Tamam! Tabi ki “dayanan kazanacaktır” ama o geçen zamanın leyhimize geçtiğine inanılıyor mu?
Tabi dünkü “Köşemde” bu “şüphelere” yer vermeden, “geçen zaman içinde Rum tarafının Kuzey’i kaybedeceğini” yazdım ve “artık bu sorunu çözmenin vaktinin geldiğini” vurguladıydım..
…BU çelişkili düşünceler bombardımanının altında kalmamın nedenini de yazayım: Dün medyada yer aldı: “Maliye Bakanı Serdar Denktaş “son zamanlarda Rum Liderliğinin müzakerelerin sürekli masada kalmasını sağlamak amacıyla Rum tarafının yoğun bir çaba sarfettiğini gözlemlediğini” söylediydi. Benzetmesi de ilginçti; “Süreci solunum cihazına bağlı tutarak bize zaman kaybettirmeye çalışıyorlar..”
ASIL hatırlattığı ise Rum Yönetiminin Guterres’in Güvenlik Konseyine sunacağı Raporunda (dün) Lute’nin raporda “sorunun çıkmazda olduğunu vurgulamasını” engellemeye çalışmak olduğuydu…
Yani Rum tarafı “müzakerelerde sona gelinmesine karşın, devamında yarar olduğu yalanına dayalı sürgit zaman harcama taktiği uyguluyor…
PEKİ ama aleyhimize geçen zamanın faydamıza geçmesi için biz ne yaptık? Geçen zaman içinde siyasi ve sosyoekonomik kazanımlarımız mı oldu? Güney Rum’unu perperişan mı ettik?
Yoksa tam tersi bir süreç mi yaşamaktayız?

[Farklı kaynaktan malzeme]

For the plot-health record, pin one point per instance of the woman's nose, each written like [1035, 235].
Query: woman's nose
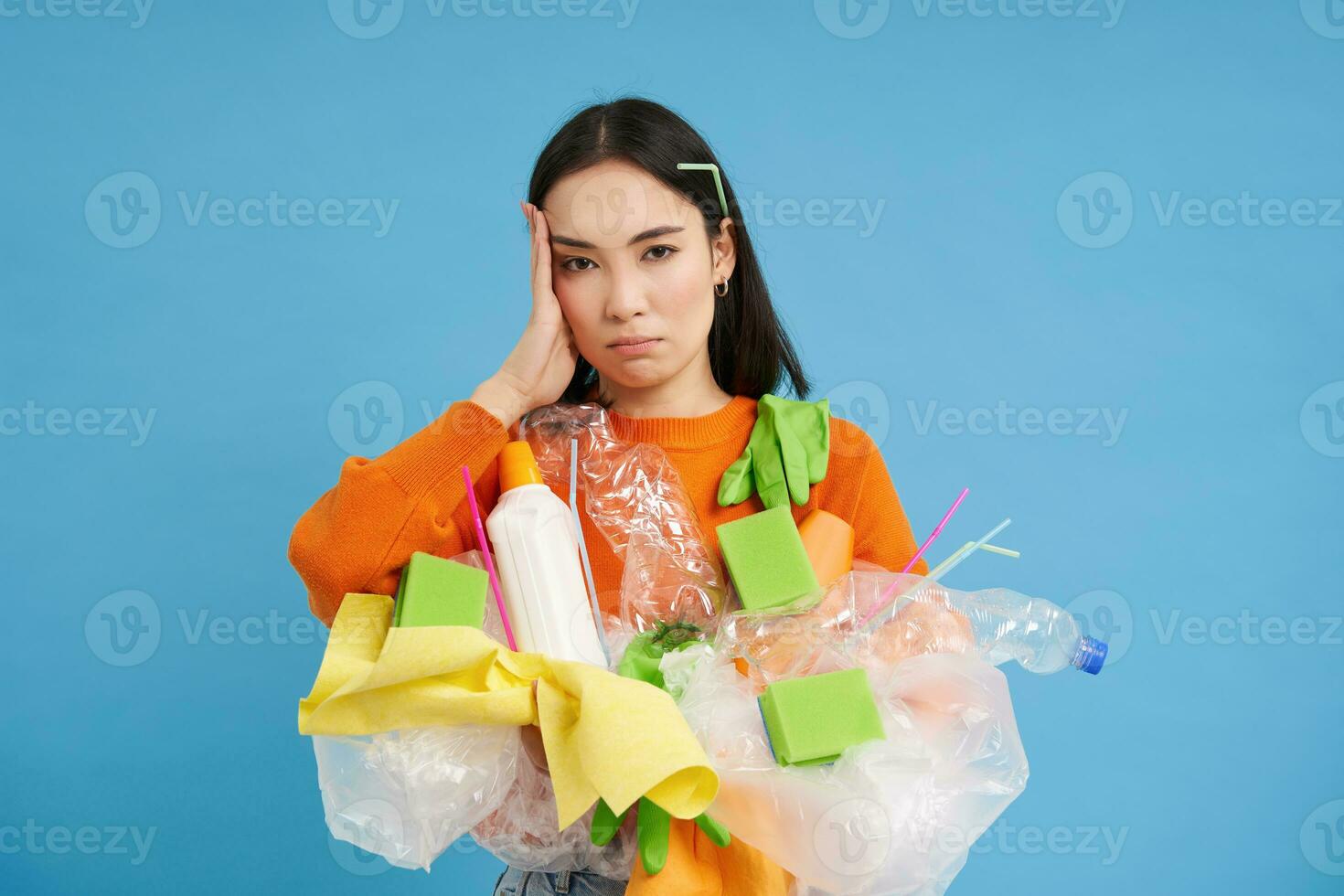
[625, 300]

Kısaca Ankara’nın nasıl bir Kıbrıs politikası olduğunu anlayamıyoruz.. Kaldı ki zaman zaman Rum’un Kuzeyi cezalandırması yetmezmiş gibi; Ankara’da lafını dinlemiyoruz diye bizi parasız bırakarak cezalandırmaya çalışıyor!
*********
HAÇANA BİR AMA!
BM’ler de bilir AB de! Kıbrıs’ta iki toplum arasında çözüm olacaksa önce Türkiye ile Yunanistan uzlaşacak. Bu da “uluslararası siyasi ve ekonomik taahhütleri gerektirecek. Neden mi?
Bakın diyor ki TC Dışişleri Bakanı Çavuşoğlu Garantörlük ve Güvenlik bugün Kıbrıs’ta her zamankinden daha önemlidir…”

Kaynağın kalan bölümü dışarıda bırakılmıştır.